One of the most common questions we get from potential clients is ‘How much can I afford to borrow?’. The accurate answer is difficult to determine as the figure will depend on several factors such as: 
 
• Your income 
• Your type of income – employed or self-employed, permanent, or temporary… 
• Bonuses/overtime and commissions earned. 
• Your credit agreements 
• Committed outgoings such as nursery fees, child maintenance and student loans 
• How many dependants you have 
 
There is a general rule of thumb to establish a ballpark figure of how much you can afford to borrow on a mortgage and this increases with the more income you have. Generally, lenders will multiply your income by 4.49x on incomes up to £75,000 per year or so, 4.75x over £75,000 per year and some lenders will increase this to 5x on incomes of £100,000 per year plus. 
 
So, let’s use the conservative calculation of 4.49x annual income and to make it easy let’s assume a joint household income of £50,000, for 2 applicants with no children. Lenders would multiply their income by 4.49x to offer a maximum mortgage of £224,500. Now the length of term would be down to interest rates and how short the term can be that a lender believes the monthly payments are comfortable. For example, you may feel that £2,000 per month is comfortable as you wish to pay your mortgage off as soon as possible, but the lender may feel that £1,500 is the maximum due to the other costs you must pay that will fit within your monthly net income. *These thresholds are based on sole and joint household income. 
 
That is the most rudimentary method of working out your affordability. To get a more accurate picture of how much you can afford to borrow we must consider any loans, credit cards or ‘buy now pay later’ agreements you may have, as these are committed expenses that must be repaid whether you want to or not. 
 
For credit cards lenders will use 3% of your credit card balance for affordability, for example you have a £500 credit card balance, the lender will use £15 per month for affordability as this is the minimum payment you must make each month. As for personal loans and hire purchase the full monthly payment of the credit agreement rather than the loan balance will be taken into consideration. So, if you have a hire purchase for £300 per month, the lender will take £300 per month into the calculation as this is £300 per month that you cannot use for your mortgage payments. 
 
But what does this mean for the amount you can borrow on your mortgage though? There is no hard and fast rule that says if you spend ‘X’ on personal loans per month that your affordability will drop by ‘Y’. 

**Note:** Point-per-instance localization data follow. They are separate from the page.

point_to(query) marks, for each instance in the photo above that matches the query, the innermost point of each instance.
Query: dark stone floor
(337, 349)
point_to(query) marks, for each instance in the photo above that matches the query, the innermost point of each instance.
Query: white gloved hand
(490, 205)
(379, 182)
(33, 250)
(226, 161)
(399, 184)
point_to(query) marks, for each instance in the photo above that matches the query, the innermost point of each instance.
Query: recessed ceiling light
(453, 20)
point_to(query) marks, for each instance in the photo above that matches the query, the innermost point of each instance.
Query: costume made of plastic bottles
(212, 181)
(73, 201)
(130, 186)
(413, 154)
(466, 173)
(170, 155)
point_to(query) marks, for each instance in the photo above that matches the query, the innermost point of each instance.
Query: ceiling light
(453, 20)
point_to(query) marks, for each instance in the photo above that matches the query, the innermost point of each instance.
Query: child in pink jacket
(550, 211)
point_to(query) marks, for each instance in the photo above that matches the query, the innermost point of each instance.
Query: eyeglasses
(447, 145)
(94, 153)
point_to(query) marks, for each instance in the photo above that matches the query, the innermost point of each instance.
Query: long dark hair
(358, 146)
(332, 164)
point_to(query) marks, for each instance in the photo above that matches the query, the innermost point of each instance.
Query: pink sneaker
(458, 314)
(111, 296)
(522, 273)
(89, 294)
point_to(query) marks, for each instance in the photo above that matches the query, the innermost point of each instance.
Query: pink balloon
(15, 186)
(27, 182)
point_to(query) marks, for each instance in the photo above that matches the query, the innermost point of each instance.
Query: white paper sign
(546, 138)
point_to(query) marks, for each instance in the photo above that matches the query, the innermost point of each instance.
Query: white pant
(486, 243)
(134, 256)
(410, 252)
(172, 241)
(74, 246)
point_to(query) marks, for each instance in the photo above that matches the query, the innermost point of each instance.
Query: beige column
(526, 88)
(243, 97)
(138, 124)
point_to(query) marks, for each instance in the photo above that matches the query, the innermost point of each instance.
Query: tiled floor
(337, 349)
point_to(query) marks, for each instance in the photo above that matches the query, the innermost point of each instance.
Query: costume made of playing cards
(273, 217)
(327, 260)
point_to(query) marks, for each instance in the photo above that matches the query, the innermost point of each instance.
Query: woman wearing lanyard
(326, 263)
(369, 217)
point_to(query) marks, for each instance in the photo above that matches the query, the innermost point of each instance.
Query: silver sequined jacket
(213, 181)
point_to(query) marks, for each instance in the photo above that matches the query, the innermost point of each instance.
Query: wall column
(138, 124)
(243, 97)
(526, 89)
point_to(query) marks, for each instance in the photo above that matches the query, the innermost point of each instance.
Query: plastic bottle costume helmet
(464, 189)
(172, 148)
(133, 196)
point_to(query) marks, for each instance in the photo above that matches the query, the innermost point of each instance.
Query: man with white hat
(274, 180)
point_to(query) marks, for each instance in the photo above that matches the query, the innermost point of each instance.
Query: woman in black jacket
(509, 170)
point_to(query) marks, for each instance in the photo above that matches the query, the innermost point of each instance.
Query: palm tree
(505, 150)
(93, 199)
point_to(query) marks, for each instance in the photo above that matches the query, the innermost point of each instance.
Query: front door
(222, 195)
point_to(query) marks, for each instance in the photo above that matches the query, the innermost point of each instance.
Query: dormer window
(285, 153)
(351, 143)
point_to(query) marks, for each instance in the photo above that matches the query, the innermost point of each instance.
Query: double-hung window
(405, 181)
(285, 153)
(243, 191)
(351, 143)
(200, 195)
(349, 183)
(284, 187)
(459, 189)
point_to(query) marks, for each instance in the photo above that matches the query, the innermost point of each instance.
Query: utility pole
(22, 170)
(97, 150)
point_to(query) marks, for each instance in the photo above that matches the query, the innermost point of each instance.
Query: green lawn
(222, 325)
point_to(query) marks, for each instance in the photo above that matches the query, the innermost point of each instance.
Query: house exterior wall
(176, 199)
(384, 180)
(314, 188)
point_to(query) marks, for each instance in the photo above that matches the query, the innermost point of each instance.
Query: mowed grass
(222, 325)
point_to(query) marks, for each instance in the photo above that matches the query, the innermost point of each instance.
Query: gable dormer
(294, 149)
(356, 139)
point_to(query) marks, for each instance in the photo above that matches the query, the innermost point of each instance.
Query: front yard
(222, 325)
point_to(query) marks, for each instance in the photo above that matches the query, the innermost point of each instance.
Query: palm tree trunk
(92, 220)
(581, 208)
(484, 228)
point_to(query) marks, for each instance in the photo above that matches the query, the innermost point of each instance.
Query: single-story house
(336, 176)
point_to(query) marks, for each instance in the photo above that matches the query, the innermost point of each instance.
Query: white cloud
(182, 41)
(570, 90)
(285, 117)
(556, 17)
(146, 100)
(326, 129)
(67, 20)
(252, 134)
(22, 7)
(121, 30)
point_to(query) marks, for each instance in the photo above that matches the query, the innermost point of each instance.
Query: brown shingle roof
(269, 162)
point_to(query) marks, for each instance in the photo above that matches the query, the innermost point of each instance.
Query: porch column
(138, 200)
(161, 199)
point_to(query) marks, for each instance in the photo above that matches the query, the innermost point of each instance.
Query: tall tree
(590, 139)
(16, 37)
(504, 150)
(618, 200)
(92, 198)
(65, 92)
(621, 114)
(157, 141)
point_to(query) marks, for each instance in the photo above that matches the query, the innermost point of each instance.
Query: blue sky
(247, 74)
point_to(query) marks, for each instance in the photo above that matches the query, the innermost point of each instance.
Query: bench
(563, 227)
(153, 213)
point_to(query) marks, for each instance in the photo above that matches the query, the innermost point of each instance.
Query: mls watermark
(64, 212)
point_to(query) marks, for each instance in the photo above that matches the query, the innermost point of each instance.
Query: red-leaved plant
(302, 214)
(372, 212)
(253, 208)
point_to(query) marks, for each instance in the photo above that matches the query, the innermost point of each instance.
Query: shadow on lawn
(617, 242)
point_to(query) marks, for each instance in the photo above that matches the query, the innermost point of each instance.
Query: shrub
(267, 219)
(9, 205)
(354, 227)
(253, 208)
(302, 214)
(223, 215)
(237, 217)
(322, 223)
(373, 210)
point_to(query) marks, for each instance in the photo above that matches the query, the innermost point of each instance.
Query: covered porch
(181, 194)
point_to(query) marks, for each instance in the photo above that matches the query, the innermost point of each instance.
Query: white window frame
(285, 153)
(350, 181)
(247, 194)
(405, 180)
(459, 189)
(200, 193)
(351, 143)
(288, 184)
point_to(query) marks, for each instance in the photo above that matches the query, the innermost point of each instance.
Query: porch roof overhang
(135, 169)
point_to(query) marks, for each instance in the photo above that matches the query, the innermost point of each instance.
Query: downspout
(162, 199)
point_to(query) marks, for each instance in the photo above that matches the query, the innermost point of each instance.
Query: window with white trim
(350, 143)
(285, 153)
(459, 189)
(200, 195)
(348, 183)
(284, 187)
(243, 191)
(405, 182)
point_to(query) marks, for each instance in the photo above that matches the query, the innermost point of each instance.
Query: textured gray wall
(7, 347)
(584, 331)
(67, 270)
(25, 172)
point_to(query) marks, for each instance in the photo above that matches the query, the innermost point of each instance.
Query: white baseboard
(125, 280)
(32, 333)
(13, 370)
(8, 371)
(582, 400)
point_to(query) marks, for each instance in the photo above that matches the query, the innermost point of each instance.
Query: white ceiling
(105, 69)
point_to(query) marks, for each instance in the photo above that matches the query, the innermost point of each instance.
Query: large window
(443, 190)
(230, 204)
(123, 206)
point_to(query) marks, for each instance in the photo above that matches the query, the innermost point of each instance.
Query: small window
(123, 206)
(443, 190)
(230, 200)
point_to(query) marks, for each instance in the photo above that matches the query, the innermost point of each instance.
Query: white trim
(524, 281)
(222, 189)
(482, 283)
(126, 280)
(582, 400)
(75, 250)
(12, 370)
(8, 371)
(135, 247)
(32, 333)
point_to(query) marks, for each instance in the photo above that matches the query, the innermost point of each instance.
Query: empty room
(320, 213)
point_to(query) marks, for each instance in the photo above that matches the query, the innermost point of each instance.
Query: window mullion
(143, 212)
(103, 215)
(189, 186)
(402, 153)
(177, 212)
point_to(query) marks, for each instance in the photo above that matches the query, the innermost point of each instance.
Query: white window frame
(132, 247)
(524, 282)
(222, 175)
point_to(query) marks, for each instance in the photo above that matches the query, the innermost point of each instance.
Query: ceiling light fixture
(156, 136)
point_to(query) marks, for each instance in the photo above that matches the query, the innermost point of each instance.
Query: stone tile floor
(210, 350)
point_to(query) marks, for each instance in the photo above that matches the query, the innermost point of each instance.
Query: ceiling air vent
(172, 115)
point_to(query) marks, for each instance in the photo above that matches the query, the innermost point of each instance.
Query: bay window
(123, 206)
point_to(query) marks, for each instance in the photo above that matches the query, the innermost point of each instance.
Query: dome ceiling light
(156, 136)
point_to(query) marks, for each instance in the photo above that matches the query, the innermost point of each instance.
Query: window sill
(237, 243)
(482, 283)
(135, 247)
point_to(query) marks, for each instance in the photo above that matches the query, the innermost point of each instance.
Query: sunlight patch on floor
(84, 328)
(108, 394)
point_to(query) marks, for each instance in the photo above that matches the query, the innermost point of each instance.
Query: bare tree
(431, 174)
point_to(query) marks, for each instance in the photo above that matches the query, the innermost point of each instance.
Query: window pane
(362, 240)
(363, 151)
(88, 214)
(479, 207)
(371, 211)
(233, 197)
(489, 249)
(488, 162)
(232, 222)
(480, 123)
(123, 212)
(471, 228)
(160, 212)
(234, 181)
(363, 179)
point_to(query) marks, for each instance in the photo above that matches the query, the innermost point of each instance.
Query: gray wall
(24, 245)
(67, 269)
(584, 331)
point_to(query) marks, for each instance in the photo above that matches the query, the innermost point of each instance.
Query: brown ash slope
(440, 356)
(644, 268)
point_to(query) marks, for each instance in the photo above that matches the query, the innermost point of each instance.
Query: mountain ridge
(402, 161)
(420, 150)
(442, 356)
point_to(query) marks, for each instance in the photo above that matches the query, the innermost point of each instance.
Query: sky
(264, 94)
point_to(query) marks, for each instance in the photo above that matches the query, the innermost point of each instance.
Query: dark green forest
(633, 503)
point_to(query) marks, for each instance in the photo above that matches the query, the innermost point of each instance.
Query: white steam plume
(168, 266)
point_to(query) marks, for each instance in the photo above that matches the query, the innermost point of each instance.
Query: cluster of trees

To complicate matters further, each lender is different with how far they will stretch income and how much of an impact any personal outgoings will have on your affordability. This is why its always best to use an independent mortgage adviser who can work with all lenders on your behalf to secure the best deal for you. 
 
We had a client who earned £42,000 per year and her only commitment was a £315 per month hire purchase payment. The 7 lenders we spoke to give a variety of maximum loan amounts ranging from £114,000 to £180,000. For the same client, with the same set of circumstances! A £66,000 difference! 
 
Mortgage affordability calculators can be found on most lenders’ websites, and you are free to play around with them to discover how much you can afford to borrow. However, tread with caution! You must firstly be honest about your income and make sure you input the correctly because if you input incorrect figures at the beginning, you will get an incorrect outcome.